Als die Revue vorüber war, marschierten die Garden allein aus, da die Musketiere erst mit dem König abgehen sollten, wodurch es Porthos vergönnt war, mit seiner herrlichen Equipierung einen Ritt durch die Rue aux Ours zu machen.
Die Prokuratorin sah ihn in seiner neuen Uniform und auf seinem schönen Pferd vorüberreiten. Sie liebte ihn zu sehr, um ihn abziehen zu lassen. Sie machte ihm ein Zeichen, abzusteigen und zu ihr zu kommen.
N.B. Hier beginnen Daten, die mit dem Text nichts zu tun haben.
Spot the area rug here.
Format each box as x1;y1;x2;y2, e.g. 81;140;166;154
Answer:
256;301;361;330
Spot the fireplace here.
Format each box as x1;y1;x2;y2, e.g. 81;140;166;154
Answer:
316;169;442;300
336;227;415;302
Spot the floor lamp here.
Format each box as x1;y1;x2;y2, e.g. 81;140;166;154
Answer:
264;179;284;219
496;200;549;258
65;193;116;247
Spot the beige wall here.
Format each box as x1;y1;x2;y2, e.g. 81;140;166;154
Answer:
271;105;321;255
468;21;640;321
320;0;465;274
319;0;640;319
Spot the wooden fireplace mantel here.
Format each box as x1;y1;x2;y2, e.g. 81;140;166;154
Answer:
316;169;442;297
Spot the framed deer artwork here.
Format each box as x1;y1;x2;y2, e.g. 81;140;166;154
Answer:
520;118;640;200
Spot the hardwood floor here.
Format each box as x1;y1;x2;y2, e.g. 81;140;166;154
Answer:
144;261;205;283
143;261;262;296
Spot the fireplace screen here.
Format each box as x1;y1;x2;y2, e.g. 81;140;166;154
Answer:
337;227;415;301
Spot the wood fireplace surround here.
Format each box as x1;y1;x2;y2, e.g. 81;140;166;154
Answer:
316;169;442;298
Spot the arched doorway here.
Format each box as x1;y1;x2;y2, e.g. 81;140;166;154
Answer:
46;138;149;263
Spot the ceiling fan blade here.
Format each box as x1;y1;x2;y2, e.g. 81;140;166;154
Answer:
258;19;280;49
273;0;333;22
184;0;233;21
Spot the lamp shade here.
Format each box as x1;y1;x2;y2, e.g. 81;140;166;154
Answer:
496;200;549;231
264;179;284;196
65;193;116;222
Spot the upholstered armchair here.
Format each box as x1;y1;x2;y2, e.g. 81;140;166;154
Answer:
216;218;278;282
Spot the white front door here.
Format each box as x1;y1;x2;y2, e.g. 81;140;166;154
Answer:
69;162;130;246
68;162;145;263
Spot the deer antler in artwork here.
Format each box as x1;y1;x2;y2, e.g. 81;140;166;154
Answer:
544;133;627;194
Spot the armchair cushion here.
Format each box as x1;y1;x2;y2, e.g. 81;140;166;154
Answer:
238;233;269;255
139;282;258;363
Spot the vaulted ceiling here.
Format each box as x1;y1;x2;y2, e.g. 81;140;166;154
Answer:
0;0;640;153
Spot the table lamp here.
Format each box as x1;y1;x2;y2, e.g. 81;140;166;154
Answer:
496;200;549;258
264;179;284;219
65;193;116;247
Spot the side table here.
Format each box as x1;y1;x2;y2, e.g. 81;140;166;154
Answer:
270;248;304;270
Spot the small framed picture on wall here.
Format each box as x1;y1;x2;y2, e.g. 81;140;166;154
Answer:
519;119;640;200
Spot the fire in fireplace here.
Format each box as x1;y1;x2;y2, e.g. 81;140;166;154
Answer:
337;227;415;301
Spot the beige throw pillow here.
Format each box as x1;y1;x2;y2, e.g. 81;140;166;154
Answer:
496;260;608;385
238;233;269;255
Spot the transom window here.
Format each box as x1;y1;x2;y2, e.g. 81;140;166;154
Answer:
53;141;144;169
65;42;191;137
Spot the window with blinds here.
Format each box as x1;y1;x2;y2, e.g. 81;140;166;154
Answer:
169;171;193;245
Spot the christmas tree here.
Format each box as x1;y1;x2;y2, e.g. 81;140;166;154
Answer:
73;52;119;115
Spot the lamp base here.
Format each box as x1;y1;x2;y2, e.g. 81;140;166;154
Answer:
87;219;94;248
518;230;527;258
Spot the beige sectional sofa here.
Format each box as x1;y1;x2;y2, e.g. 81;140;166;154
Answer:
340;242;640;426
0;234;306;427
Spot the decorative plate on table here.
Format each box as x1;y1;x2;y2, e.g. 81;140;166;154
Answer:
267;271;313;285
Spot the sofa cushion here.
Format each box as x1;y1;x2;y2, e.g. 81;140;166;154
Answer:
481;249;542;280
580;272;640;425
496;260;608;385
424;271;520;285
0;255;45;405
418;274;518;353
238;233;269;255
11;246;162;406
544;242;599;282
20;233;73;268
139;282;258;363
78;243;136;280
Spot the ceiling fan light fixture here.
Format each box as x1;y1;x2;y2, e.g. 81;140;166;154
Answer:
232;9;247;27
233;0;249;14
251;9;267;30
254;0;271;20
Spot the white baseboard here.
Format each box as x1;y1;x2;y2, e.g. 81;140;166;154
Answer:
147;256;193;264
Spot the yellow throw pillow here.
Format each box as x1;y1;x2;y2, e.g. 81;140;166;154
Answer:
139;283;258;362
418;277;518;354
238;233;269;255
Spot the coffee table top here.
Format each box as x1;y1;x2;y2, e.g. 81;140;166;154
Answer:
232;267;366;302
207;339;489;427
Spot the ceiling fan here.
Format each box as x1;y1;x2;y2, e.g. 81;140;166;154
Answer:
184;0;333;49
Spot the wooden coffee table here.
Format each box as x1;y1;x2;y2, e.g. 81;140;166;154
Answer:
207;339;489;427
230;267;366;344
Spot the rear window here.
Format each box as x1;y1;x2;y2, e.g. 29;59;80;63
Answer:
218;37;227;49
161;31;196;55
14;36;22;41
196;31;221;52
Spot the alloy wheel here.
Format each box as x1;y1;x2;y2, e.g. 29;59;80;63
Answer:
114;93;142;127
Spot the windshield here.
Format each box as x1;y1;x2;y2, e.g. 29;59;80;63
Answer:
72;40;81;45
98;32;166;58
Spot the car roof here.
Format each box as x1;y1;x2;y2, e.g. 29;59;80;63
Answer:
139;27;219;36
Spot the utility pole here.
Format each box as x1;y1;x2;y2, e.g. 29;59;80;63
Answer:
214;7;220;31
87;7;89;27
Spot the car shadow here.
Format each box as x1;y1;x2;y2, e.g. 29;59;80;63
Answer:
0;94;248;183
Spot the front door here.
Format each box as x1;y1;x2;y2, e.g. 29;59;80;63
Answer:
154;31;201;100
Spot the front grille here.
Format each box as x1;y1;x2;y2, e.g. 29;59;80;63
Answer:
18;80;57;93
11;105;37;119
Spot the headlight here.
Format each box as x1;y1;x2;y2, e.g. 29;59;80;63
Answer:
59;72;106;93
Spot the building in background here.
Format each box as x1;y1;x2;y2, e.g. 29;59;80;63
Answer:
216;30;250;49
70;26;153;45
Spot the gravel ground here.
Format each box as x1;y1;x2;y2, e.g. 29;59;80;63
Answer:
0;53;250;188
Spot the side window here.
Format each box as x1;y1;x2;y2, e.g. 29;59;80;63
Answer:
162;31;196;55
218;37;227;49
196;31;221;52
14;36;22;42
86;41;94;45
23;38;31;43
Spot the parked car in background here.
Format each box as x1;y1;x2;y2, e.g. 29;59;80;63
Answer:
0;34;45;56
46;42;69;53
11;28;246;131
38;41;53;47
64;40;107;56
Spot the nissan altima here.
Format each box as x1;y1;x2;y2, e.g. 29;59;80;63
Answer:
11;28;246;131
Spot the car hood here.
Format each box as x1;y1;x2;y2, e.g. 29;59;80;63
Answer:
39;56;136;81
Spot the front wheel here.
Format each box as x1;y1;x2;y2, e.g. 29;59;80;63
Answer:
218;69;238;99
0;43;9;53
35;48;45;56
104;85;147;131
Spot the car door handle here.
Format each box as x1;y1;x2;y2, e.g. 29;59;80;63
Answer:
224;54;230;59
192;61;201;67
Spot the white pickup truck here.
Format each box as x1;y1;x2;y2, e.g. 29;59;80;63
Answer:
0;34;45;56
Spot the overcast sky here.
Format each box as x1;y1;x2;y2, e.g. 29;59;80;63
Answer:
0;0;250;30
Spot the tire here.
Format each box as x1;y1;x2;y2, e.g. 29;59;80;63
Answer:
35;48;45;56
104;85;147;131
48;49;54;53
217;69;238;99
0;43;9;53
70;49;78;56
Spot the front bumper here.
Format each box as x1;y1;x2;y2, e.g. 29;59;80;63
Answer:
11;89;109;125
Porthos war prächtig: Seine Sporen klirrten, sein Panzer glänzte, sein Schwert schlug stolz an seine Beine. Dieses Mal fühlten die Schreiber keine Lust zum Lachen, so sehr hatte Porthos das Ansehen eines Ohrenabschneiders.
Der Musketier wurde bei Monsieur Coquenard eingeführt, dessen kleine grauen Augen vor Zorn blitzten, als er seinen angeblichen Vetter ganz flammend erblickte. Eines jedoch tröstete ihn einigermaßen: Man sagte allgemein, es würde ein sehr heftiger Feldzug werden. Er hoffte ganz still im Grunde seines Herzens, Porthos werde dabei das Leben verlieren.
Porthos machte Monsieur Coquenard sein Kompliment und verabschiedete sich von ihm. Meister Coquenard wünschte ihm alles mögliche Glück. Madame Coquenard konnte ihre Tränen nicht zurückhalten, aber ihr Schmerz gab zu keinem bösen Gedanken Anlass. Man wusste, dass sie sehr an ihrem Verwandten hing, um dessen willen sie manchen furchtbaren Streit mit ihrem Gatten durchzufechten hatte.
So lange die Prokuratorin ihrem schönen Vetter mit den Blicken folgen konnte, neigte sie sich zum Fenster hinaus, das man hätte glauben können, sie wolle sich herausstürzen, und winkte mit dem Sacktuch. Porthos empfing alle diese Zeichen der Zärtlichkeit als ein Mann, der an dergleichen Kundgebungen gewöhnt ist. Als er jedoch um die Straßenecke ritt, nahm er seinen Hut vom Kopf und schwenkte ihn zum Lebewohl.
Aramis schrieb einen langen Brief. An wen? Niemand wusste es. Ketty, welche an demselben Abend nach Tours abreisen sollte, wartete auf diesen geheimen Brief im Nebenzimmer.
Athos trank in kleinen Zügen die letzte Flasche seines spanischen Weines.
Während dieser Zeit defilierte d’Artagnan mit seiner Kompanie. Als er zu dem Faubourg Saint-Germain kam, drehte er sich um und schaute die Bastille heiter an, der er bis dahin glücklich entgangen war. Da er nur die Bastille anschaute, sah er Mylady nicht, die ihn, auf einem Isabell reitend, mit dem Finger zwei Menschen von ziemlich schlimmem Aussehen bezeichnete, welche sich sogleich den Reihen näherten, um ihn zu betrachten. Auf eine Frage, die sie mit dem Blicke machten, antwortete Mylady, er sei es. Sobald sie sich überzeugt hatte, dass kein Versehen bei Ausführung ihres Auftrags stattfinden konnte, spornte sie ihr Pferd und verschwand.
Die zwei Männer folgten sodann der Kompanie und bestiegen beim Ausgang aus dem Faubourg Saint-Antoine Pferde, welche ein Bedienter ohne Livree für sie bereithielt.